Given Jabil’s capital‑light, contract‑manufacturing model and recent transaction activity, executive pay is likely weighted toward performance metrics tied to adjusted operating income/EBITDA, adjusted EPS or adjusted net income (to strip divestiture gains, acquisition amortization, impairments and restructuring charges), free cash flow, and working‑capital measures such as inventory turns and days sales outstanding. Stock‑based compensation (RSUs, PSU grants and options) appears material — timing affected SG&A this quarter — so equity incentives and multi‑year performance units are probably used to align management with long‑term integration and restructuring outcomes (Mikros, Pii, Rebound). The use of adjusted metrics to exclude one‑time items (Mobility sale gains, impairments, restructuring) can create hindsight risk where targets are easier/harder to meet depending on accounting treatments; compensation committees in this industry often include clawbacks, share‑holding requirements, and cash‑flow or ROIC overlays to counteract that.

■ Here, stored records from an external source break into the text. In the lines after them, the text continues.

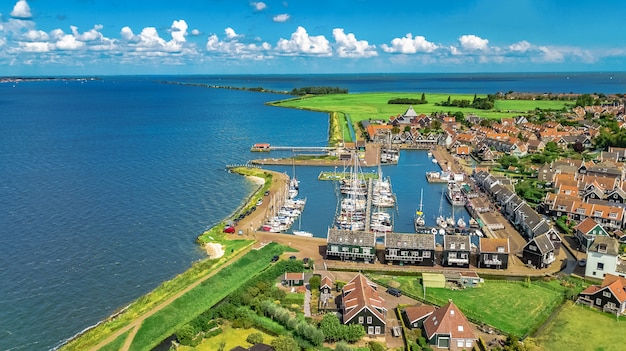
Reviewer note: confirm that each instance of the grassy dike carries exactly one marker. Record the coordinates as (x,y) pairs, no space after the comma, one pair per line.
(165,317)
(365,106)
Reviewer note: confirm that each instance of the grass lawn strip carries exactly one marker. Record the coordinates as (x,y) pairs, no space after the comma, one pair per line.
(117,344)
(510,306)
(232,337)
(578,327)
(164,291)
(364,106)
(166,321)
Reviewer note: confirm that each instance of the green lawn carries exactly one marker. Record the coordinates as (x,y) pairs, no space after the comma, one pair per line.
(165,322)
(578,327)
(512,307)
(232,337)
(365,106)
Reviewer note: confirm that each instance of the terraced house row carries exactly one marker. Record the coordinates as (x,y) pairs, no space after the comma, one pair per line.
(418,249)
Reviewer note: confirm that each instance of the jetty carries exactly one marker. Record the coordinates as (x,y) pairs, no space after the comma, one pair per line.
(264,147)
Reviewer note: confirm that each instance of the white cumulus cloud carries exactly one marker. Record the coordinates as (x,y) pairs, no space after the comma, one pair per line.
(348,46)
(179,31)
(301,43)
(21,10)
(232,46)
(36,35)
(410,45)
(230,33)
(258,6)
(282,18)
(473,42)
(521,46)
(69,42)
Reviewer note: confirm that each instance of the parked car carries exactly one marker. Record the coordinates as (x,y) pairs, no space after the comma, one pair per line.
(394,292)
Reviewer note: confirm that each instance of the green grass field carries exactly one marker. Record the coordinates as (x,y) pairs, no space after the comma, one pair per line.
(578,327)
(364,106)
(165,322)
(511,306)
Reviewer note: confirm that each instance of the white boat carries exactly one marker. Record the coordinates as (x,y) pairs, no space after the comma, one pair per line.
(302,233)
(419,215)
(461,223)
(441,220)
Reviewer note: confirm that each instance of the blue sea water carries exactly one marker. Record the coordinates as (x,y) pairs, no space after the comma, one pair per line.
(104,185)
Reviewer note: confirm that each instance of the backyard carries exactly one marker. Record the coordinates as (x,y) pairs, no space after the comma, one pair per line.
(513,307)
(577,327)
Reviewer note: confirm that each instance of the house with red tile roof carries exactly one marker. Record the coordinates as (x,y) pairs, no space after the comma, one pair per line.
(448,328)
(362,305)
(493,253)
(610,296)
(586,231)
(293,279)
(414,316)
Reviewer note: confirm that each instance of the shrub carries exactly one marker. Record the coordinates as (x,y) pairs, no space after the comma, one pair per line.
(255,338)
(375,346)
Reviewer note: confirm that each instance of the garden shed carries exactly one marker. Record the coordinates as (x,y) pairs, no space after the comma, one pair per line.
(433,280)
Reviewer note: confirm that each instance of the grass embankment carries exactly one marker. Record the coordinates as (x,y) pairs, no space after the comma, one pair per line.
(578,327)
(172,287)
(366,106)
(163,292)
(231,338)
(513,307)
(166,321)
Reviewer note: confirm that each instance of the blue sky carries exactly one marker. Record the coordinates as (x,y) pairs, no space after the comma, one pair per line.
(96,37)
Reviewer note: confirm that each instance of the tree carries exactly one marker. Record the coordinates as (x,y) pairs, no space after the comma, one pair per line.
(285,343)
(552,147)
(578,147)
(435,125)
(255,338)
(314,282)
(331,327)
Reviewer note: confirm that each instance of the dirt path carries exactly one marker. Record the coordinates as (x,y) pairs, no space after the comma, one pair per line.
(136,324)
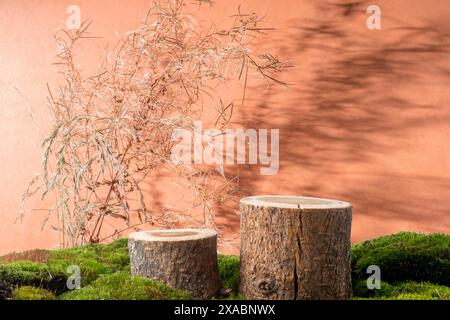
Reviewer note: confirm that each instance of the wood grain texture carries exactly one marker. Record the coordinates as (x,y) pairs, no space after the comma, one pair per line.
(294,251)
(185,259)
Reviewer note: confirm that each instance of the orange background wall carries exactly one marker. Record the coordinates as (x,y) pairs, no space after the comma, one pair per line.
(366,119)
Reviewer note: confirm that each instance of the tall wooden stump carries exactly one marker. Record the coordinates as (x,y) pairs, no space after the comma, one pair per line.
(182,258)
(295,248)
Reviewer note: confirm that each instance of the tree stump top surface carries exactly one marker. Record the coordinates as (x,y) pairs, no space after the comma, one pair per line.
(169,235)
(294,202)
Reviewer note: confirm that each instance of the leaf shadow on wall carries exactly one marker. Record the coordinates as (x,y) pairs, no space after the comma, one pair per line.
(355,100)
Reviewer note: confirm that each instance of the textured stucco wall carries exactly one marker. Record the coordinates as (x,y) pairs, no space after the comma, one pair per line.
(366,120)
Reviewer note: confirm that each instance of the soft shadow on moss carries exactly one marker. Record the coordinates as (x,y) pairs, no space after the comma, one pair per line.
(32,293)
(404,256)
(413,266)
(121,286)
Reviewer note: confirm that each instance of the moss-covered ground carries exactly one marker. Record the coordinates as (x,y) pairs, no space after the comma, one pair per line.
(413,266)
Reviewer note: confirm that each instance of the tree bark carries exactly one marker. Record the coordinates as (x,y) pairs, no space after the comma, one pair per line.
(295,248)
(184,258)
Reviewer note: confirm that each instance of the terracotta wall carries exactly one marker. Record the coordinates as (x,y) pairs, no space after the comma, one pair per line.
(366,119)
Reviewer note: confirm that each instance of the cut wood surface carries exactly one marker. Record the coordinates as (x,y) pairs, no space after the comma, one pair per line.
(183,258)
(295,247)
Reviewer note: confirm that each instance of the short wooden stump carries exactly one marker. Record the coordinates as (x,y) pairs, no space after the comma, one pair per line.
(295,247)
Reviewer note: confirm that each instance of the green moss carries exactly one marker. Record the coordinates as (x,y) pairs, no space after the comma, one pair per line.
(32,293)
(408,290)
(93,260)
(229,271)
(404,256)
(413,266)
(121,286)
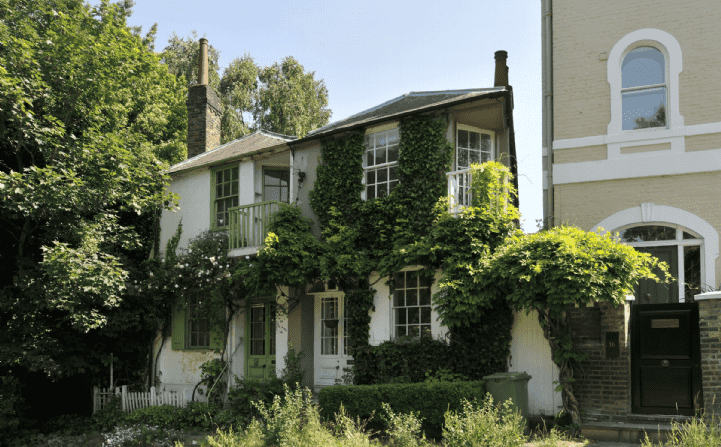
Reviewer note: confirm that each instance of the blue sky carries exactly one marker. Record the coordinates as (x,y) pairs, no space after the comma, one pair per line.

Tariff exposure, OECD tax changes and the company’s offshore cash position could also influence target setting (e.g., pre‑tax or after‑tax targets) and any special retention or transaction bonuses tied to successful M&A and regulatory approvals.
Insider trading activity at Jabil is likely to cluster around predictable corporate events: quarterly earnings (especially given large one‑time items that shift comparables), material M&A announcements and integration milestones (Mikros, Pii, pending Rebound), restructuring progress and tariff or tax policy news that materially affect margins. Because equity grants and RSU/PSU vesting are a significant part of pay, look for routine Form 4 filings when awards vest or are exercised; these sales can be mechanically timed rather than signal negative private information. Watch for use of Rule 10b5‑1 trading plans (common in Technology/Manufacturing) which allow planned sales during blackout periods; absence of such plans paired with concentrated post‑announcement sales may merit closer scrutiny. Regulatory reporting (Form 4 within two business days) and internal blackout windows around earnings, M&A and tariff developments are especially important here given the company’s exposure to trade policy and cross‑border cash, both of which can produce material nonpublic information that restricts lawful insider trading.